It is known that UVC radiation is effective in killing or deactivating pathogens in air, water and on exposed surfaces. UVC radiation is ultraviolet radiation having wavelengths in the shortwave C band and radiation in that band having a wavelength of 253.7 nm is reorganized to provide effective germicidal action. UVC lamps have been developed and are available for such germicidal or decontamination purposes. In general these lamps are low pressure, high output mercury or amalgam lamps.

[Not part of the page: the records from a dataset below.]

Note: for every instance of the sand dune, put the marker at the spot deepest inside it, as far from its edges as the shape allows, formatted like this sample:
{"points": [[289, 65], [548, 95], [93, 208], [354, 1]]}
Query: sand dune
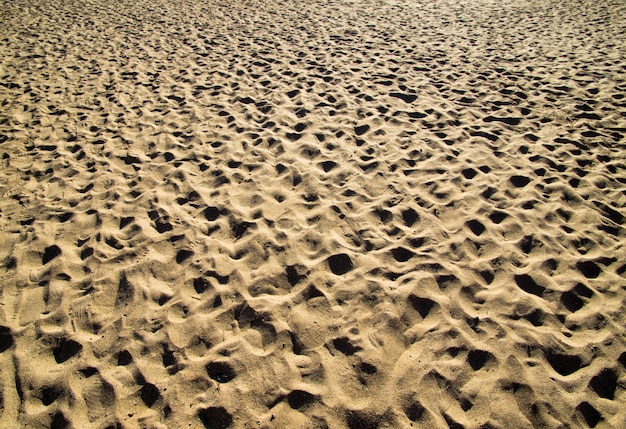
{"points": [[309, 214]]}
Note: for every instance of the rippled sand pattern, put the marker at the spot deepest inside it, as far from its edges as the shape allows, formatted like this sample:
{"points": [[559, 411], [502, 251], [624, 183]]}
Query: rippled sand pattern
{"points": [[312, 214]]}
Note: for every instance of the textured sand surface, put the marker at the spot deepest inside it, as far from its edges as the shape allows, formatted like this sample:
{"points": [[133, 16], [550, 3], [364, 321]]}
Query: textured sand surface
{"points": [[308, 214]]}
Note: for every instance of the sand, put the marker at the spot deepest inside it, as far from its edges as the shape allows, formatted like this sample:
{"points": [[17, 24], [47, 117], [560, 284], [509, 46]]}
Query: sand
{"points": [[310, 214]]}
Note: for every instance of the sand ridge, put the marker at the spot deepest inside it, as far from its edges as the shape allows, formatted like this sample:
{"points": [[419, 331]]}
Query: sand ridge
{"points": [[358, 214]]}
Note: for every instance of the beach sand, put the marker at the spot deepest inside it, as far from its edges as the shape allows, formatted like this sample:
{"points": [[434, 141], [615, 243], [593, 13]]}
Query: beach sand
{"points": [[312, 214]]}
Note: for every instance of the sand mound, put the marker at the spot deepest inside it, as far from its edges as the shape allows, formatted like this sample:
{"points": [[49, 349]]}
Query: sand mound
{"points": [[312, 214]]}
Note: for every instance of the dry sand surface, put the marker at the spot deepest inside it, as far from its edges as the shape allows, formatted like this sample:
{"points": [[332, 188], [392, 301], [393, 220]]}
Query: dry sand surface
{"points": [[312, 214]]}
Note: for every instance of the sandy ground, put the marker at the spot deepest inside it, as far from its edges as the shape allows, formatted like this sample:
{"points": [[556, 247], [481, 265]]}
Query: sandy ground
{"points": [[312, 214]]}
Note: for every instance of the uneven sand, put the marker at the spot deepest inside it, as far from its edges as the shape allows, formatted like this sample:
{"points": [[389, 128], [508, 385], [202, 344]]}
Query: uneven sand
{"points": [[309, 214]]}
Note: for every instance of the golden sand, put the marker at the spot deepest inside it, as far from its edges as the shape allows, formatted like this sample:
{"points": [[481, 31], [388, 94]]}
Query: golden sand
{"points": [[312, 214]]}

It is also known that the operating temperature of UVC lamps affects their radiation output and that the lamps should be preferably cooled to provide efficient output. The optimum lamp operating temperature for low pressure, high output mercury lamps is 107° F. and for low pressure, high output amalgam lamps is 180° F. Lamp efficiency is especially important since electrical power for a UVC system is in most instances, limited to that available from standard 15A, 120 VAC wall outlets. Available power drawn is therefore limited to 1800W. However, known systems presently on the market, such as those listed in Appendix A hereto, have made no attempt to control lamp temperature to maintain lamp efficiency. It has been found that known systems suffer decreases in lamp output of about 60% or more as the lamps heat up, which can occur in a very short time of about 3 minutes.
Published application 2012/0305787 shows a surface disinfection system having a UVC lamp mounted on a portable base unit and contained within a transparent sleeve. Air from a variable speed fan is blown through the sleeve and the temperature of the lamp is measured and used to control the fan speed to maintain the lamp at an optimum operating temperature.

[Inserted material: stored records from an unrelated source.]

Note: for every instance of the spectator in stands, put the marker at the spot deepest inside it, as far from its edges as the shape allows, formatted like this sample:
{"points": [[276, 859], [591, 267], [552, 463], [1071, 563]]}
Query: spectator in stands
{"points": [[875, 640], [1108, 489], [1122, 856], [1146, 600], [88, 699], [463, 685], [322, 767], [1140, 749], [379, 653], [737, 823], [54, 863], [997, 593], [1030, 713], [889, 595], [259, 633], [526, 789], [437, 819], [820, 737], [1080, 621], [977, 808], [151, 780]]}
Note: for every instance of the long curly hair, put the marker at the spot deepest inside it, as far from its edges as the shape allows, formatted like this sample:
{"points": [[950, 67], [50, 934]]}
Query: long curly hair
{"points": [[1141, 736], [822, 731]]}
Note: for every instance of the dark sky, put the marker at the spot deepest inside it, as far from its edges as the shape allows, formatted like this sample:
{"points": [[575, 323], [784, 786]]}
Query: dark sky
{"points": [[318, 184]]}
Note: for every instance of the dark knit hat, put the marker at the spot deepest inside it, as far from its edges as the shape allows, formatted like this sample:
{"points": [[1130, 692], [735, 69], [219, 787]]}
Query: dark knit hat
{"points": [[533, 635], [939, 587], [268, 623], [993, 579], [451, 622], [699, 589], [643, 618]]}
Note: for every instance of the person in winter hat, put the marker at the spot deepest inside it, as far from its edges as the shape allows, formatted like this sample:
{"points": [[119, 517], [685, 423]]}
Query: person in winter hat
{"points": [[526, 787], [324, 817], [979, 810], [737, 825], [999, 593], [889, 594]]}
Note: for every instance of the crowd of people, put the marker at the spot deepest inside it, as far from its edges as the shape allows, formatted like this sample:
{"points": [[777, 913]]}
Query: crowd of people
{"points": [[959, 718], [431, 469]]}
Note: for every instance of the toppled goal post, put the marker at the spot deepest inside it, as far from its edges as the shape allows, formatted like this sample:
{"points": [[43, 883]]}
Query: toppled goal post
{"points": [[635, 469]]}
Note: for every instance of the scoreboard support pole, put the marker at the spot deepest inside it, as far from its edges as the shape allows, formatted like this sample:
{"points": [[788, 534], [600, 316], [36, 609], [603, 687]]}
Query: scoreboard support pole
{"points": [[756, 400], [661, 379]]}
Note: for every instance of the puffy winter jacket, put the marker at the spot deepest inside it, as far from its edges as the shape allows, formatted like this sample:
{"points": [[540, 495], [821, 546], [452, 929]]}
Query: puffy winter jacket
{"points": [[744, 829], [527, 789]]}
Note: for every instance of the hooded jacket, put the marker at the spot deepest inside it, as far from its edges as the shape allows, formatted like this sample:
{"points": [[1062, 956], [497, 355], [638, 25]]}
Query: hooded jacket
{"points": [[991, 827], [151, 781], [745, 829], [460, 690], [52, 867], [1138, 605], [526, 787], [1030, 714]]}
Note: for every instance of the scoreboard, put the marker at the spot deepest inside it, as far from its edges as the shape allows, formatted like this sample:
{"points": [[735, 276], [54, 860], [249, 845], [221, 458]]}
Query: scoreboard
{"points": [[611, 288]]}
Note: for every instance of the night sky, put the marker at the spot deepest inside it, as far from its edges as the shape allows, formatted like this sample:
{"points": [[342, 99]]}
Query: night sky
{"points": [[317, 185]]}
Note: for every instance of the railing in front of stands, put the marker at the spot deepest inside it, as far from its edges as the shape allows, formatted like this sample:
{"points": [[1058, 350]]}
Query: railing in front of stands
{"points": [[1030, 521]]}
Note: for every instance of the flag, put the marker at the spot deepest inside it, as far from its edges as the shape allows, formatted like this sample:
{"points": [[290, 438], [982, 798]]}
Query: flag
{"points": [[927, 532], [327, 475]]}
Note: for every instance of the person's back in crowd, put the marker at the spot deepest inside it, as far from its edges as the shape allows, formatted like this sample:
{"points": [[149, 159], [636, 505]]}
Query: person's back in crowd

Published application 2003/0052279 shows a UV irradiation apparatus for decontaminating the surface of an object such as a semiconductor wafer. An array of UV lamps are arranged adjacent to a mirrored surface. The mirrored surface has openings of varying size to provide air flow in amounts to provide uniform cooling of the lamps.
U.S. Pat. Nos. 6,656,424 and 6,911,177 show an ultraviolet area sterilizer which employs a circular array of ultraviolet lamps on a movable dolly. Reflected radiation is measured at various locations in a room being irradiated and the lamps are turned off when the reflected light exceeds a predetermined level.
Despite the stated desire to control the temperature of UVC lamps in conventional systems such as those described in the references noted above, known systems have not attempted to achieve this stated object.
It would be beneficial to provide an ultraviolet radiation system for germicidal and decontamination purposes in which the UVC output is maintained at or near its maximum level without significant degradation in radiation output caused by heating of the lamps during operation and the same ultraviolet radiation can kill pathogens in the air in the room and on surfaces directly and indirectly radiated.